Linux has a lot of flaws and ugliness. I think for OSes of computers in the complexity we have (computers that basically run on secrets and are black boxes) there's no such thing as an elegant solution. You'd pretty much have to start over, which is not gonna happen for many reasons. I semidocumented some bizarre kernel/X intel gpu drivers interaction in this thread that led to me not being able to make custom resolutions with refresh rates that are actually supported by my screen, just inserting an edited EDID to include the refresh rate I wanted (50Hz for PAL content, so nothing wild by any means, 48 and 60 Hz also worked fine) could solve it. Then I had to edit a source file in the kernel to not spam me to death with a message about that EDID. Nothing about this is elegant. The other week the AMDGPU drivers broke in regards of hibernation yet again. (It feels like this happens about every other minor kernel release, you might notice this less with your distro, but you run into such things sometimes when you download and compile the latest and greatest directly from kernel.org) Linux certianly has it's warts and ugliness. What still would always make me stick with Linux is that the problems here actually are understandable and you get a fighting chance because things don't get hidden behind proprietary binaries and a cryptic blue screen error code that is absolutely useless for anything except finding useless threads on a microsoft tech support forum via google. It is true that you often don't get direct help from other Linux users (I personally never even bothered asking) but you really think Pajeet wants to (can even) help you when your computer ocassionally bluescreens? You think Apple gives a fuck when your Macbook gets stuck? And the bizarre workarounds the people in these forums sometimes come up with just to make their OS work for them! If they would invest half of that energy to get into Linux Userland, they would have no trouble at all using Linux and would also have a good fighting chance when problems invariably arise, when they just put the same energy into it. I also call them bizarre workarounds as they often come from a place of complete lack of information. (not as in uniformed users, but as in the OS of the computer leaves them completely in the dark as of how it works)
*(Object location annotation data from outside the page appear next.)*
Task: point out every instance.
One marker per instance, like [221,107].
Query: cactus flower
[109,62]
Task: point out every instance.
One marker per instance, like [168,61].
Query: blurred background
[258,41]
That's also why I rally against anything that promises to make computing simple in some way. It's inheriently untrue because the computers we use aren't simple. They're complex machines with tons of legacy, cruft and silicon- and firmware-level bugs crammed into them, so are all the major OSes. You literally do not know all of what your computer is doing right now. Nothing involved with them can be simple, by definition. You can hide the complexity by abstraction, that does not mean it magically disappears though. So when the illusion of simplicity falters and the mask comes off, so to speak, I prefer a fighting chance. I also, really, really don't like to be told how I have to use my computer.
I actually yearn for a more seamless OS experience, simpler computers that are well documented and graspable and programs that do their one thing well. Modern computing platforms certainly aren't it, and Linux is not quite it but the closest I can realistically get while still using a modern computer.
Making computing worse for all by runining the competition, brought to you by Bill Gates, the philanthropist. It was funny seeing him squirm when his buddy Epstein got suicided. Dude probably belongs in prison.